Hwi-Cheul Lee

Comparative studies of skeletal muscle proteome and transcriptome profilings between pig breeds

Two genetically different pig breeds, the Korean native pig (KNP) and the Western meat-producing Landrace, show breed-specific traits in stress responsiveness (stress hormone levels), growth performance (live weight), and meat quality (intramuscular fat content). We analyzed expression levels within the proteome and transcriptome of the longissimus muscles of both breeds using two-dimensional electrophoresis (2-DE) and microarray analysis.
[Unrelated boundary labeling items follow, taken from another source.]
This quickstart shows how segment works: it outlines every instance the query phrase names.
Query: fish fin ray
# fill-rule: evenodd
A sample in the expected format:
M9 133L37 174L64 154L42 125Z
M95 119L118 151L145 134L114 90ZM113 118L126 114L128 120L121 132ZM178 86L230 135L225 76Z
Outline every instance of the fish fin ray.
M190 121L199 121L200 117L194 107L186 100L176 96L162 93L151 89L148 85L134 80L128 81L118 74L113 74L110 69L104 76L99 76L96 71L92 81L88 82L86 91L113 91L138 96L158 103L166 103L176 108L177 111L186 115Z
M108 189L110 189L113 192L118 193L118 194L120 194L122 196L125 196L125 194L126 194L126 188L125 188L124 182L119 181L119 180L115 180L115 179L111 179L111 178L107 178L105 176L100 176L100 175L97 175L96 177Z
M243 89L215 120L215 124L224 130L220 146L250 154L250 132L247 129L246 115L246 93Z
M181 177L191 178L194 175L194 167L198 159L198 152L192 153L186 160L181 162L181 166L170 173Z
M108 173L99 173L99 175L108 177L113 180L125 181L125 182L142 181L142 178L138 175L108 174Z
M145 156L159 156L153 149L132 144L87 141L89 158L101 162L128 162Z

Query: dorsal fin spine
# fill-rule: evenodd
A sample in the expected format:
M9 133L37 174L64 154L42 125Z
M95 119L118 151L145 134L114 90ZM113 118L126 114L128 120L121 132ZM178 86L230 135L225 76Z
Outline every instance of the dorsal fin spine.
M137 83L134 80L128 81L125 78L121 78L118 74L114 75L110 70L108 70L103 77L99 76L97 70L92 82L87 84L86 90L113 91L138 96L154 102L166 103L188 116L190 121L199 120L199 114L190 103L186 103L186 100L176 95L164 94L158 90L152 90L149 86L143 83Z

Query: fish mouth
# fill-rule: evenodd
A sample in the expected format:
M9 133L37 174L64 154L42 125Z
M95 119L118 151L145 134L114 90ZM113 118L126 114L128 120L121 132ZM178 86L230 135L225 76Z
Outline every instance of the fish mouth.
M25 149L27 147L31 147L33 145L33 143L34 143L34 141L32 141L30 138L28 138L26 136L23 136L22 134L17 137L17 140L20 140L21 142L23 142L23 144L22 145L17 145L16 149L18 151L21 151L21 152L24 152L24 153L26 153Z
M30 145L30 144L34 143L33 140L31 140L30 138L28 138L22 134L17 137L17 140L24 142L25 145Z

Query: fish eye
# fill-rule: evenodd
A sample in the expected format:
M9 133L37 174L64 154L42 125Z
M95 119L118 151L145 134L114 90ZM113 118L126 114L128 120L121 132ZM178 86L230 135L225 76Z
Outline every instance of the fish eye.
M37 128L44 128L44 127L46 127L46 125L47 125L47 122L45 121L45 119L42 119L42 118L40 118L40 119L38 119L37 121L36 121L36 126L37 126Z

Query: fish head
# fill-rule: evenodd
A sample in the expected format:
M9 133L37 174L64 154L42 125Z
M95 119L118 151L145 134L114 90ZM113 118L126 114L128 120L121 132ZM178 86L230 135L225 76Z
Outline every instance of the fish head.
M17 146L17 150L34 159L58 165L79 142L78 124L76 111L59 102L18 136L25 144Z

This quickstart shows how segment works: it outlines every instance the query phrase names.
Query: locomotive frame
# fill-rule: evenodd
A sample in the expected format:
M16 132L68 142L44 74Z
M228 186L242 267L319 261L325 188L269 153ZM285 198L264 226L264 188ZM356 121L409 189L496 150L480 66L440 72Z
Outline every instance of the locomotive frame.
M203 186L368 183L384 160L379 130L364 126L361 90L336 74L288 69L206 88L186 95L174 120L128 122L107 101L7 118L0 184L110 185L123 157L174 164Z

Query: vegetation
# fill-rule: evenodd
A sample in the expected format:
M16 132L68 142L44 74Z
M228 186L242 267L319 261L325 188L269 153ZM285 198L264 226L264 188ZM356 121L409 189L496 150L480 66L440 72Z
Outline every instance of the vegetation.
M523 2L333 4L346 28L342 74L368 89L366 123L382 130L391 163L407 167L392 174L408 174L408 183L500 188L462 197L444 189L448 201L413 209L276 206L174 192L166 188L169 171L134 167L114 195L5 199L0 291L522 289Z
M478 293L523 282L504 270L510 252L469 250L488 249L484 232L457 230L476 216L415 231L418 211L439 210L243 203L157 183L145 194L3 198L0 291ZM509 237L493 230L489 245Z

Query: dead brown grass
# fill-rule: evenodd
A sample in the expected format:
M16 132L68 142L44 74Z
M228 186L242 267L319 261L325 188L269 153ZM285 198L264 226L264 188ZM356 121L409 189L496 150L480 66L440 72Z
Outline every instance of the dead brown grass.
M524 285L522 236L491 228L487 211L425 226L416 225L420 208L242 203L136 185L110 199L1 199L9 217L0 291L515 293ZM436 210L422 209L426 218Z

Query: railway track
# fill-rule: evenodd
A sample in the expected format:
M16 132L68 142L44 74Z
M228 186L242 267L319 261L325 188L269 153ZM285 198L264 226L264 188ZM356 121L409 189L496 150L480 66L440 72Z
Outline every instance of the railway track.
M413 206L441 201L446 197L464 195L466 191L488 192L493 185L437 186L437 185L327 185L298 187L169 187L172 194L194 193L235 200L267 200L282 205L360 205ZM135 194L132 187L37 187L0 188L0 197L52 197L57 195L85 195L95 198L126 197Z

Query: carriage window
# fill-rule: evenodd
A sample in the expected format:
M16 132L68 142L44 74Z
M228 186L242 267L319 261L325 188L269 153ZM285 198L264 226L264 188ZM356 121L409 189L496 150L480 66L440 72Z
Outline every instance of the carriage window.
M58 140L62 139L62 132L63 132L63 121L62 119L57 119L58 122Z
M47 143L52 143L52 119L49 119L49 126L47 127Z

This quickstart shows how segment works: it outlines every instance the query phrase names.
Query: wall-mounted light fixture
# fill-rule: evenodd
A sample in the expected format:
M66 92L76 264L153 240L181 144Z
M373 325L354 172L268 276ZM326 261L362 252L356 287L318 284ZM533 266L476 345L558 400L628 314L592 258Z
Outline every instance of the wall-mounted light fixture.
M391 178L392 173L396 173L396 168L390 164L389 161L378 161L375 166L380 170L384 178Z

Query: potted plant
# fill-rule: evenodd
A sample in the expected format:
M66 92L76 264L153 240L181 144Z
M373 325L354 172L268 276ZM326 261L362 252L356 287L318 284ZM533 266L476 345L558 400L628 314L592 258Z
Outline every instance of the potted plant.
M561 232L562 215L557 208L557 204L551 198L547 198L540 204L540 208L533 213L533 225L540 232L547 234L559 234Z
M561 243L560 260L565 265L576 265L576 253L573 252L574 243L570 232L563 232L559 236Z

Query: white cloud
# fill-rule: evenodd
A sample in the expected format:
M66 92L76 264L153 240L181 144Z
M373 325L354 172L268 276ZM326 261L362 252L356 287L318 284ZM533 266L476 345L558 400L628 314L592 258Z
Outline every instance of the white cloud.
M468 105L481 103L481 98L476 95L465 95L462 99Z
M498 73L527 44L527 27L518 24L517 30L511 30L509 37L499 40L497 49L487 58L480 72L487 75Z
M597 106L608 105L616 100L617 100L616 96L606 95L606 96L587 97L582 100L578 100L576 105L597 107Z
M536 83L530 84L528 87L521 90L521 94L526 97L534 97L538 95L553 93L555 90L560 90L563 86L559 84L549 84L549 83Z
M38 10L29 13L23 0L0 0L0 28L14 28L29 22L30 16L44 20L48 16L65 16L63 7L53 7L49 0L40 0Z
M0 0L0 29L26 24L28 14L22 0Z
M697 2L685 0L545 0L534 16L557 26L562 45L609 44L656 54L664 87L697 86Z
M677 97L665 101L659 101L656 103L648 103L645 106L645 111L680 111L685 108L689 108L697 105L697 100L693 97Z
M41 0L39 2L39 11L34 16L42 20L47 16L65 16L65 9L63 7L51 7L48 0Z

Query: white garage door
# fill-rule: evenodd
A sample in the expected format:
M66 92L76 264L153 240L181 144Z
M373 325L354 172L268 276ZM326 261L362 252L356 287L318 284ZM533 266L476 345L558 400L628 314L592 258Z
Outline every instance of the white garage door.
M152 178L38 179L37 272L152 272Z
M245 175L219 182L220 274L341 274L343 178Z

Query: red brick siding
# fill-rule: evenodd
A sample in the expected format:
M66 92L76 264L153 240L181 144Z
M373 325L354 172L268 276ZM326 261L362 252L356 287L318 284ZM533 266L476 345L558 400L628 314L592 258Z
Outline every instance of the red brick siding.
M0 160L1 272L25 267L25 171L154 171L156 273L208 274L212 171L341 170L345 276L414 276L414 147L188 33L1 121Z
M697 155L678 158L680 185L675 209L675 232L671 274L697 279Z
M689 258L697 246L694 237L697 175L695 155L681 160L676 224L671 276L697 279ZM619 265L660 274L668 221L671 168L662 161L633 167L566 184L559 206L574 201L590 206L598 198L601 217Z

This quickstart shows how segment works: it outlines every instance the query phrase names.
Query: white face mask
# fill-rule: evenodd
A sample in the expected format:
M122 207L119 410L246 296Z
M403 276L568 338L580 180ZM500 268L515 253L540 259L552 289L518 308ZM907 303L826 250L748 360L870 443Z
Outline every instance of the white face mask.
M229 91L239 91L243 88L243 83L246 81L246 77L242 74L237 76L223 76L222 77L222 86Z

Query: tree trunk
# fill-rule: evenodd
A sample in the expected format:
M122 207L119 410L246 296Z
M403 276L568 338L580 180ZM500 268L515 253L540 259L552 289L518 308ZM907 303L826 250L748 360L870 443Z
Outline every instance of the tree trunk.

We constructed a porcine proteome database focused mainly on mitochondrial proteins. In total, 101 proteins were identified, of which approximately 60% were metabolic enzymes and mitochondrial proteins. We screened several proteins and genes related to stress and metabolism in skeletal muscles using comparative analysis. In particular, three stress-related genes (heat shock protein β-1, stress-70 protein, and heat shock 70xa0kDa protein) were more highly expressed in the Landrace than in the KNP breed. Six metabolism-related genes (peroxisome proliferative activated receptor α, short-chain acyl-CoA dehydrogenase, succinate dehydrogenase, NADH-ubiquinone oxidoreductase, glycerol-3-phosphate dehydrogenase, and sterol regulatory element binding protein-1c), all of which are involved in energy and lipid metabolism, were more highly expressed at the protein or mRNA level in the KNP breed. These data may reflect the breed dependence of traits such as stress responsiveness, growth performance, and meat quality.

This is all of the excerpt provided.